Raw Material Prices on the Rise

Other rising raw material prices could also contribute to more product price increases in promo.

In part due to Russia’s position as a major metal producer, the cost of metals used in various products, such as aluminum and nickel, are accelerating. On March 7, the price of nickel on the London Metal Exchange soared 60%. Nickel is used to make things like stainless steel and lithium-ion batteries, meaning the cost of “everything from cookware to consumer electronics may be about to climb,” Nexstar Media reported.

Cotton prices have increased about
56%
over the last year.

(Markets Insider)

Meanwhile, the cost of cotton was around $1.22 per pound the middle of last week, up 56% from late March in 2021. A U.S. ban on cotton from the Xinjiang region of China, made for humanitarian concerns over forced labor, is one factor in heightened costs for the commodity that’s essential to the creation of many apparel products and other items, analysts say.

Meanwhile, Teresa Fang notes that elevated pricing for certain materials and components has already hit tech products hard. “Items in the technology category have seen steeper price hikes simply because the materials used to make those sorts of products are in short supply and are used in many different kinds of products from automobiles to cellphones to our promo products,” says Fang, vice president of supply chain at alphabroder (asi/34063), promo’s second biggest supplier by revenue.

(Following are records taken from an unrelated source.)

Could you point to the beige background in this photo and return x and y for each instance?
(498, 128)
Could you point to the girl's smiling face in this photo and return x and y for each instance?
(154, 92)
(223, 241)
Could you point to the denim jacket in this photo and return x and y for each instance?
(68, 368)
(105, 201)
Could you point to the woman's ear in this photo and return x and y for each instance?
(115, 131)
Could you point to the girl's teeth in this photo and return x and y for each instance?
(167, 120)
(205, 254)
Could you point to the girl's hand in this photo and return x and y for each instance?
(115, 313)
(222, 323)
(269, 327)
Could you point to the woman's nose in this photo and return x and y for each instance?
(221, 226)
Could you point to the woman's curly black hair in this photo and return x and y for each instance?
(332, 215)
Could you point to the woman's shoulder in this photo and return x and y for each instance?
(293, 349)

Things could get worse if material/component prices jump amid squeezed supplies – a realistic possibility in today’s market. As one example, some analysts think neon, which is used in semiconductors, will become more difficult to come by as 70% of global supply reportedly comes from Ukraine. That could lead to increased prices for neon and/or result in manufacturers having to find alternatives, a potentially costly prospect. Down the supply line, that could lead to higher prices on tech products, such as power banks.

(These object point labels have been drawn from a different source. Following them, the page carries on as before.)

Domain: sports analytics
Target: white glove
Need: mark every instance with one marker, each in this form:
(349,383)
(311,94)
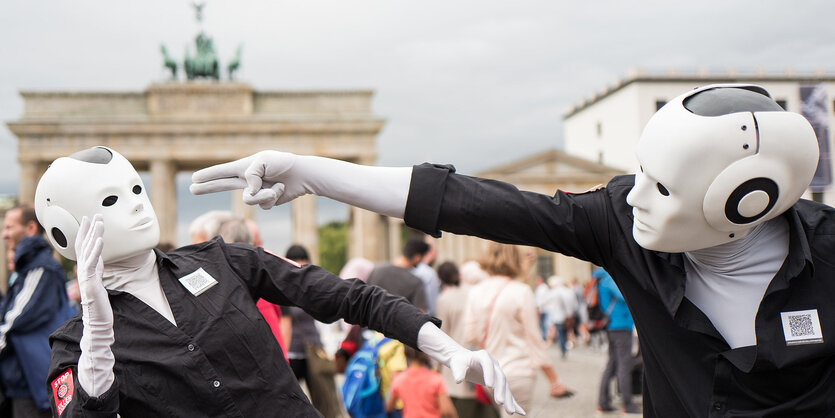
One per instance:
(474,366)
(271,178)
(95,365)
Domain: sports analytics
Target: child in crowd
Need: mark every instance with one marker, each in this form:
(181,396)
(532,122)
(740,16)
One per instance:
(422,391)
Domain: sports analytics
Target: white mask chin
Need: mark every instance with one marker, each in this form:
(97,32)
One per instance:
(711,170)
(97,180)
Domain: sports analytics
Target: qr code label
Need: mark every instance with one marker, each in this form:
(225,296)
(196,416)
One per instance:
(198,282)
(801,327)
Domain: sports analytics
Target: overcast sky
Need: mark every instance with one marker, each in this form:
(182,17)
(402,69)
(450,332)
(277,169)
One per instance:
(474,83)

Labor & Supply Line Costs Intensify

By now, promo pros are well familiar with supply chain complications that have caused ills like inventory shortages within the industry. Issues tied to supply networks are persisting, and even being further complicated by Russia’s war on Ukraine, as the conflict reverberates through global shipping and air supply lines, complicating routing and raising potential surcharges from freight movers.

The ongoing supply chain issues – which include elongated shipping and delivery times – are putting heavier cost burdens on suppliers, which can contribute to costlier price tags on promo products. “We’re still seeing congestion at ports and trucking shortages that mean companies are incurring higher-than-ever storage and demurrage charges,” notes Montaubin.

Meanwhile, labor costs continue to jump both domestically and abroad as companies compete for workers in a crunched labor market in which U.S. employees are leaving one job for another at historic rates.

Overall, hourly wages in nonfarm private sector jobs across industries in the U.S. have increased an average of 5.1% year over year, according to the most recent federal statistics. Figures show that hourly wages for production and non-supervisory roles in particular rose nearly 7% between February 2021 and February 2022 in the U.S. Heightened labor costs are another part of the equation that can drive up promo suppliers’ product pricing.

“All these inflationary pressures will continue to push pricing up within our industry,” Bhavnani says, adding that uncertainty over “what’s going to happen in the world with Russia, with port congestion, with worldwide wages” is further fueling difficulties.

“With this uncertainty,” he continues, “markets are in a flux and manufacturers, while doing their best to manage client expectations, have to increase prices to cover their unknown costs. It’s really not a great situation.”